Though this was mentioned as a possibility this week by TSN's Darren Dreger, it still comes as a shock. Grabovski didn't have the best of seasons this year (only 16 points), but he's still a very talented player who had a lot of value to the Leafs going forward.
He also had four more seasons left on a contract with a $5.5 million salary cap hit, certainly a big factor on them electing to use their second compliance buyout on him. Now the Maple Leafs have a lot of salary-cap space, and you'd better believe they will make some noise with it.
It's likely the Maple Leafs are going to try hard to keep free-agent center Tyler Bozak or perhaps go all in on another free-agent forward like former Devil David Clarkson. If that's the case, it's hard to see how the Maple Leafs are going to come out ahead in this.
Grabovski's cap hit is big, and he faced a lot of criticism in 2012-13 because his offensive production dropped. But at least some of that could be attributed to the fact that, under coach Randy Carlyle, the Leafs were using him as a shutdown center and asking him to focus on playing more of a defensive role instead of offense. He was playing some of the toughest minutes in the NHL always going up against other team's top-line players and starting the majority of his shifts in the defensive zone.

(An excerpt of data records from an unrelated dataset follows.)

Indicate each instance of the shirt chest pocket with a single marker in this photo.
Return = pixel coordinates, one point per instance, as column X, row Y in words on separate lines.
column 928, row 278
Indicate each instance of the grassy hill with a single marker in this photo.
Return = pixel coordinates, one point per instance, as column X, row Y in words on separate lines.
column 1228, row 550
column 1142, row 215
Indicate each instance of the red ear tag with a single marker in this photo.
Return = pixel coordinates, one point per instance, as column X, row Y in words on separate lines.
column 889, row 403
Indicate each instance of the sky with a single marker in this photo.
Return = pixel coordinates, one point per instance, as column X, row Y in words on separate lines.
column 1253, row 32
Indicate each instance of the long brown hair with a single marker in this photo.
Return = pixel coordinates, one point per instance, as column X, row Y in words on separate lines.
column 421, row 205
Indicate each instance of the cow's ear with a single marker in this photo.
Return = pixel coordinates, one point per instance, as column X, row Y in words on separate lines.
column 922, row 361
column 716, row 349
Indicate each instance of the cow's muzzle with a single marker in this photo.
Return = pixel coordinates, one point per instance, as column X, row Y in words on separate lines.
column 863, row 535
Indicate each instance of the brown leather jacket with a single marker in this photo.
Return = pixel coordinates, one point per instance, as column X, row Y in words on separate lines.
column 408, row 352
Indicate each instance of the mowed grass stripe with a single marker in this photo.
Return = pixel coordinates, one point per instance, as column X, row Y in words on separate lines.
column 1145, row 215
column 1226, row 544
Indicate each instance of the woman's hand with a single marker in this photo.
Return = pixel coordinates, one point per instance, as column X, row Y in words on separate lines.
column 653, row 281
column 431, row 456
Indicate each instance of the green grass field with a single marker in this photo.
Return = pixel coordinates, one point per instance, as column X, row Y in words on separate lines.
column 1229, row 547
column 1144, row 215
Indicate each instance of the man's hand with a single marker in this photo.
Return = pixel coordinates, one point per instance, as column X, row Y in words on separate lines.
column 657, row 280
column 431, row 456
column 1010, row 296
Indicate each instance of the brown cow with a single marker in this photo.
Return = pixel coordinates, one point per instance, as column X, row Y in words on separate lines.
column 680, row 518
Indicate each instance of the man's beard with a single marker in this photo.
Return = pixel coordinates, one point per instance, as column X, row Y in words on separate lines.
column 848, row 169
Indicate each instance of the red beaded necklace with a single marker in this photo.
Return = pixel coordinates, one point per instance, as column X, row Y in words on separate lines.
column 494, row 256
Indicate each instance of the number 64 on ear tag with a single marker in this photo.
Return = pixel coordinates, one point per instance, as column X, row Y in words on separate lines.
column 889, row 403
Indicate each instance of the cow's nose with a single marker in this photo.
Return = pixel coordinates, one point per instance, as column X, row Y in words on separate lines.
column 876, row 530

That's a tough role to score in.
If he clears waivers (he likely will) and hits the open market, he should be one of the most-sought-after players on the market. He's talented, still on the younger side (29), is a strong two-way player and, when used in the right role, is pretty productive.
The Maple Leafs' success last season was a lot of smoke and mirrors that was anchored by great goaltending from James Reimer and Ben Scrivens. By losing Grabovski and likely allowing Clarke MacArthur to leave in free agency, they're losing two of their best possession players and best all-around forwards.
It's going to be interesting to see if they're any better after all of the moves.